Most experts believe that the majority of the Executive Order is unenforceable. Sparr says, "Trump has no authority to dictate how [Section 230] will be interpreted or enforced," and noted that the FCC doesn't really enforce the "Good Samaritan" section of the law, anyway. "It operates as a shield for service providers when and if they are sued in court," she explained. Sparr also noted that while online platforms could theoretically be subject to an FTC review for false and misleading advertising if those platforms weren't living up to the terms and conditions they set, says, "I don't think that is happening with Twitter." She notes that the executive order likely wouldn't even address Trump's initial complaint about being fact-checked on Twitter, though "it could have some incidental effect wherein Twitter doesn't append any fact checks to Trump's tweets anymore because it's not worth this sort of outsized hassle."
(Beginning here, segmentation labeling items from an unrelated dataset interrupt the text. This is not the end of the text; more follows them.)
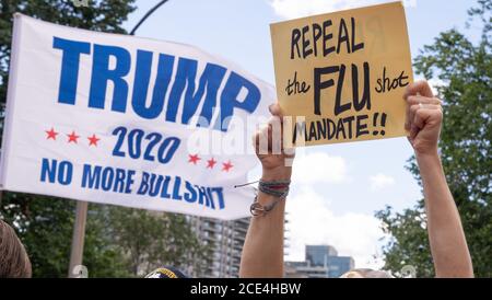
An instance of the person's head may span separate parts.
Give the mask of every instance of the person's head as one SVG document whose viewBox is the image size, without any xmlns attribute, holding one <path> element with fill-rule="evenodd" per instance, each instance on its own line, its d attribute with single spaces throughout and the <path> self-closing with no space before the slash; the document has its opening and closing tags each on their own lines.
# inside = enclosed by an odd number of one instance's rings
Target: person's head
<svg viewBox="0 0 492 300">
<path fill-rule="evenodd" d="M 0 220 L 0 278 L 30 278 L 31 262 L 15 231 Z"/>
<path fill-rule="evenodd" d="M 340 276 L 340 278 L 394 278 L 384 270 L 374 270 L 370 268 L 355 268 Z"/>
</svg>

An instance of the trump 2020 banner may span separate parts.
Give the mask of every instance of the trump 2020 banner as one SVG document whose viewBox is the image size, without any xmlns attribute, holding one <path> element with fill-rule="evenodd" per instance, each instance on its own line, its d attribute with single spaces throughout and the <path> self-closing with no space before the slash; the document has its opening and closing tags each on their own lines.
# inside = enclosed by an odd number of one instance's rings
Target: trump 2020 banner
<svg viewBox="0 0 492 300">
<path fill-rule="evenodd" d="M 247 120 L 268 114 L 272 86 L 188 45 L 14 19 L 2 189 L 249 214 L 234 185 L 257 163 Z"/>
</svg>

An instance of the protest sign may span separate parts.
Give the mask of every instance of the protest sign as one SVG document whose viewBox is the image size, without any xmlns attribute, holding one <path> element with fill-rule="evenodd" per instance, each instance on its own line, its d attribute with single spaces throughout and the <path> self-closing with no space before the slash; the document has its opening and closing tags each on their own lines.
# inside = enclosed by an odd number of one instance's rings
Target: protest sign
<svg viewBox="0 0 492 300">
<path fill-rule="evenodd" d="M 413 81 L 401 2 L 271 25 L 286 146 L 405 136 Z"/>
<path fill-rule="evenodd" d="M 254 195 L 234 185 L 257 159 L 233 124 L 268 115 L 272 86 L 191 46 L 14 19 L 1 188 L 248 216 Z"/>
</svg>

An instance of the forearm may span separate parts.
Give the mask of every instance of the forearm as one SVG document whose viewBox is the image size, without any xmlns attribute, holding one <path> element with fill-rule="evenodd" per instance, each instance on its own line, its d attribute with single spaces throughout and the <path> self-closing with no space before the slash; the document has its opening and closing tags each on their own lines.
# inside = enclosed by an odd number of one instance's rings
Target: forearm
<svg viewBox="0 0 492 300">
<path fill-rule="evenodd" d="M 290 177 L 290 176 L 289 176 Z M 266 177 L 274 181 L 284 177 Z M 268 205 L 278 198 L 258 193 L 258 203 Z M 265 216 L 253 217 L 241 258 L 239 277 L 283 277 L 283 223 L 285 200 Z"/>
<path fill-rule="evenodd" d="M 437 277 L 472 277 L 473 269 L 460 217 L 437 152 L 418 154 L 427 231 Z"/>
</svg>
Catherine Gellis, a lawyer and expert on internet law, tells Mic that "it's hard to credit anything about the executive order." She described it as trying " to make up a new law that acts as though none of that legal protection exists," and said that isn't within Trump's powers. "He doesn't have the power to rewrite legislation that Congress wrote, or re-interpret how courts have understood it. And he definitely doesn't have the power to ignore the First Amendment and pretend that the executive branch has any authority to regulate the sort of editorial decision that Twitter made," she says.

As for the executive order actually being enforced, Gellis says, we're in uncharted territory. "It's so deluded about how the law works that it's hard to see how it would actually have any legal weight. But just because it shouldn't have the legal power to force the FCC and FTC to act doesn't mean that it won't have the political ability to pressure them to act." She notes that if the agencies do attempt to enforce the law, if only to appease the president, "then those actions may be subject to legal challenge, but it's all such a mess that it's hard to know for sure what will happen."

Like most attention-grabbing actions from Trump, it’s likely that this one is more pomp and circumstance than substance. Kazaryan described the order as “virtue signaling,” but “virtue signaling that also make statements about the First Amendment of the Constitution and Section 230 law that are misleading and sometimes outright wrong.” Yesterday, the death toll for coronavirus in the US climbed above 100,000. Trump certainly has plenty he’d like to distract the public from.